İHH gönüllüleri deprem bölgelerinde aktif çalışma yürütüyor. İHH Başkanı Bülent Yıldırım da ilk günlerden itibaren faaliyetlerde yer alıyor. İHH’nın deprem bölgelerindeki çalışmalarını anlatabilir misiniz?
İHH İnsani Yardım Vakfı kurulduğu zamandan beri hep kriz bölgelerinde, afet bölgelerinde çalıştığı için bu alanda tecrübeli bir kurum.
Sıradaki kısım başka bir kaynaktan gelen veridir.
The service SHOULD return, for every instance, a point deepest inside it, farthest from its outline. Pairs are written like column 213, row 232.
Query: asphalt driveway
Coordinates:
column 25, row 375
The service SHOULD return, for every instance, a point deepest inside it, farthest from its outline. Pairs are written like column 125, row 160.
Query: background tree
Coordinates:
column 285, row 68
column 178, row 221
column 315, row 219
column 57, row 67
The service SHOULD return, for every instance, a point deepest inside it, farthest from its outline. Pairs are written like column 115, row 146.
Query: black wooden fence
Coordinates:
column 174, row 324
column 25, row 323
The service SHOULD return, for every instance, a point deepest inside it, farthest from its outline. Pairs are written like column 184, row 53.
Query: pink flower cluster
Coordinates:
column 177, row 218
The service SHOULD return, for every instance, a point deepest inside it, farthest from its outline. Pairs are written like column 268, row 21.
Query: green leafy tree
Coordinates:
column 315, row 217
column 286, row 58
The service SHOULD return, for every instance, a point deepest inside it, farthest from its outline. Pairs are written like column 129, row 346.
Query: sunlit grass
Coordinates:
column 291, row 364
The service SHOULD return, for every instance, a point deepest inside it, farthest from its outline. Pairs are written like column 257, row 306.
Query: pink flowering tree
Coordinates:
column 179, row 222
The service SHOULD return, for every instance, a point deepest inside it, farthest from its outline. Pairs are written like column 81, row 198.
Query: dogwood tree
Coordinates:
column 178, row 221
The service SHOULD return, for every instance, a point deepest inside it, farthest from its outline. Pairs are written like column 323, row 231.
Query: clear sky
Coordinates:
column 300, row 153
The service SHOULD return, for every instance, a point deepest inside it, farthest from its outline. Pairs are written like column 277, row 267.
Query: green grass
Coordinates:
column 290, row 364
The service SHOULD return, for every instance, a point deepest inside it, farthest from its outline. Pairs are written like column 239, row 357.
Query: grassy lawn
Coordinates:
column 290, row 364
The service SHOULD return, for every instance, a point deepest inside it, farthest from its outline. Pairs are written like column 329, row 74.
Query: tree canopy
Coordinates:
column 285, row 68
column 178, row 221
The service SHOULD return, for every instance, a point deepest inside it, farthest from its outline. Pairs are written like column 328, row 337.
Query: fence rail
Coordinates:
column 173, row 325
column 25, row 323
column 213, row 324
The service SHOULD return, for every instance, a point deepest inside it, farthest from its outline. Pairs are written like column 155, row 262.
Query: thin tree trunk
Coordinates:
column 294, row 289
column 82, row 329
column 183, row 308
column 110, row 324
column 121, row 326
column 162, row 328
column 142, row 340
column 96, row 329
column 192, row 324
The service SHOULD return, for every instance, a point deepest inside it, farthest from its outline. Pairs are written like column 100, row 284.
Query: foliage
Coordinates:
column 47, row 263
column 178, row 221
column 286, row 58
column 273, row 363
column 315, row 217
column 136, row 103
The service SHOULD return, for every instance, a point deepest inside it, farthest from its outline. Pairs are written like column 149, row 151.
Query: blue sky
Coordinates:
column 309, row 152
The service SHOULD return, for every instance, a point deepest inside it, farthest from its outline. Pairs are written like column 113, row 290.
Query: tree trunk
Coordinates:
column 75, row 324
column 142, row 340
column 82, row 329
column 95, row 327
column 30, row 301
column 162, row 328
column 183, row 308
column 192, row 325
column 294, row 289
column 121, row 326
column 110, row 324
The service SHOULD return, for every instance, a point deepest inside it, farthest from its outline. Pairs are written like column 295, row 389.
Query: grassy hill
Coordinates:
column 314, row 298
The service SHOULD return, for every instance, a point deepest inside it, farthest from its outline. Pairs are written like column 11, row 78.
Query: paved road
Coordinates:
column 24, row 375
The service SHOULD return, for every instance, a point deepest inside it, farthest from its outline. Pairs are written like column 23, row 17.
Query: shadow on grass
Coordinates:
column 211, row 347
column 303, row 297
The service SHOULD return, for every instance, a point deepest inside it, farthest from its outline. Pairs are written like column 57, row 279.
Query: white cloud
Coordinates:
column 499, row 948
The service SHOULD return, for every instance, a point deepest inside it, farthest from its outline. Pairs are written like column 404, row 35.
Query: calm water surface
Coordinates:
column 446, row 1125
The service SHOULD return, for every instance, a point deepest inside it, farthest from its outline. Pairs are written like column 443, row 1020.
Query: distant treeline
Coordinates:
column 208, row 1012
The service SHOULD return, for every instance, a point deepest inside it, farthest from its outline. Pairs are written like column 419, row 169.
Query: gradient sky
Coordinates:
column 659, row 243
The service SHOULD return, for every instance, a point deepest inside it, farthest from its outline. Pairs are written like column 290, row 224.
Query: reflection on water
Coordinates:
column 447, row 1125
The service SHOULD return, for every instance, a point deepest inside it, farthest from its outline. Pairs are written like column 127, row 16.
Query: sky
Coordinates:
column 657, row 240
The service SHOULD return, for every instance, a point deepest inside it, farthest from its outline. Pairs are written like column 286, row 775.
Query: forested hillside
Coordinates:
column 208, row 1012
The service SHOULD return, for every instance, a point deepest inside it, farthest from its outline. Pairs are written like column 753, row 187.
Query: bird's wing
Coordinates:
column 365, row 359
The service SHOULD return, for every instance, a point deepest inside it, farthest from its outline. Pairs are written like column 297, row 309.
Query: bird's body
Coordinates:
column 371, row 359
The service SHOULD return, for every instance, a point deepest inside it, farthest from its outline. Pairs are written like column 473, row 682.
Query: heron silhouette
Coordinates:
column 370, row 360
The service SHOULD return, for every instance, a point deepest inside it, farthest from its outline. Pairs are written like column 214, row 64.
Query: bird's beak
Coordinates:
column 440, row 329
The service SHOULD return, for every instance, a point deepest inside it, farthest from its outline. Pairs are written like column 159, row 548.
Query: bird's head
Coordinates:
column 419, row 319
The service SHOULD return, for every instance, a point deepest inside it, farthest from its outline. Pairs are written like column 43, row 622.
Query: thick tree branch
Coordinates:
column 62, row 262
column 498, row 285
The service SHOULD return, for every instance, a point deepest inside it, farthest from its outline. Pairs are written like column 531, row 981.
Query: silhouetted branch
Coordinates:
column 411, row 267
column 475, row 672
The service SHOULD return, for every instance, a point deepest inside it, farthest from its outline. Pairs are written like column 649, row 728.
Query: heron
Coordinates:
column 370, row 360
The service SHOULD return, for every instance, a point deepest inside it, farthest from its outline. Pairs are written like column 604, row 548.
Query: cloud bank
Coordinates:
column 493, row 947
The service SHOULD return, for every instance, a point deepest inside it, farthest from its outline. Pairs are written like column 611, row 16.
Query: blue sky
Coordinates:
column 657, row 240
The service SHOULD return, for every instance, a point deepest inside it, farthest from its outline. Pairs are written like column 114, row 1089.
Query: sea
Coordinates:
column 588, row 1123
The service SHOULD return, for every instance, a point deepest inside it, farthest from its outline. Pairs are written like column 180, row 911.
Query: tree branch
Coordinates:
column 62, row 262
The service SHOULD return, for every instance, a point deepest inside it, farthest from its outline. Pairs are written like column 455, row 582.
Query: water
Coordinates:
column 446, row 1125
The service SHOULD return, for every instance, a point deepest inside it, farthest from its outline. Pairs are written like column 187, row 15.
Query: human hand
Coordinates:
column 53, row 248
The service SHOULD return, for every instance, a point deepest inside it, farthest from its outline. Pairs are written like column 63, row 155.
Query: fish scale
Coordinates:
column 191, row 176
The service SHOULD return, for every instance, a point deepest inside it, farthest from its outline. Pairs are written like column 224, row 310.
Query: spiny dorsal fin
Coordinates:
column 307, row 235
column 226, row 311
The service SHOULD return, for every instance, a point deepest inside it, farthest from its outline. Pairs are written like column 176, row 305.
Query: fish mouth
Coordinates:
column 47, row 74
Özellikle son yedi yıldır afet yönetimine ciddi yatırım yaptık, arama kurtarma alanında AFAD’dan sertifikalı eğitimciler yetiştirdik ve bu arkadaşlar tüm illere dağıldılar.
Bu son afette ortaya çıkan çok ürkütücü boyutlarda. Deprem gecesi saat 04:22’de Gaziantep’ten yönetim kurulu üyemiz Yakup Bey aradı, “Büyük bir deprem oldu” dedi. Ben de 04:23’te afet yönetiminden sorumlu yöneticimiz Ömer Bey’i aradım. Daha deprem haberinin medyaya falan düşmediği ilk dakikalarda.
Tuzla’da afet yönetim ve lojistik merkezimiz var. Oradaki arkadaşlarla irtibata geçtik. Bölgedeki arkadaşlardan bilgileri doğruladık ve ilk hazırlıkta kimler yola çıkabiliyorsa ilk ekiplerimiz hemen yola çıktı.
Şu anda halihazırda 3 bin 500 arkadaşımız bölgede. Bin beş yüze yakını arama kurtarma ekipleri. Dokuz ilde 65 ekip olarak çalışıyorlar.
“Bosna Hersek’te, Lübnan’da arama kurtarma eğitimi verdiklerimiz şimdi deprem bölgesinde çalışıyor”
İHH’nın bin beş yüz arama kurtarma eğitimi almış gönüllüsü şu anda deprem bölgelerinde öyle mi?
Evet. Hepsi sertifikalı, eğitimli arkadaşlar. Eğitim ve farkındalığın artırılmasıyla ilgili İHH Afet Akademimiz tarafından eğitimler veriliyor. Birden fazla alanda kendi hazırladığımız müfredatlarla eğitim veriyoruz. Öne çıkan üç eğitim başlığımız ise; doğada arama kurtarma, kentsel arama kurtarma ve suda arama kurtarma.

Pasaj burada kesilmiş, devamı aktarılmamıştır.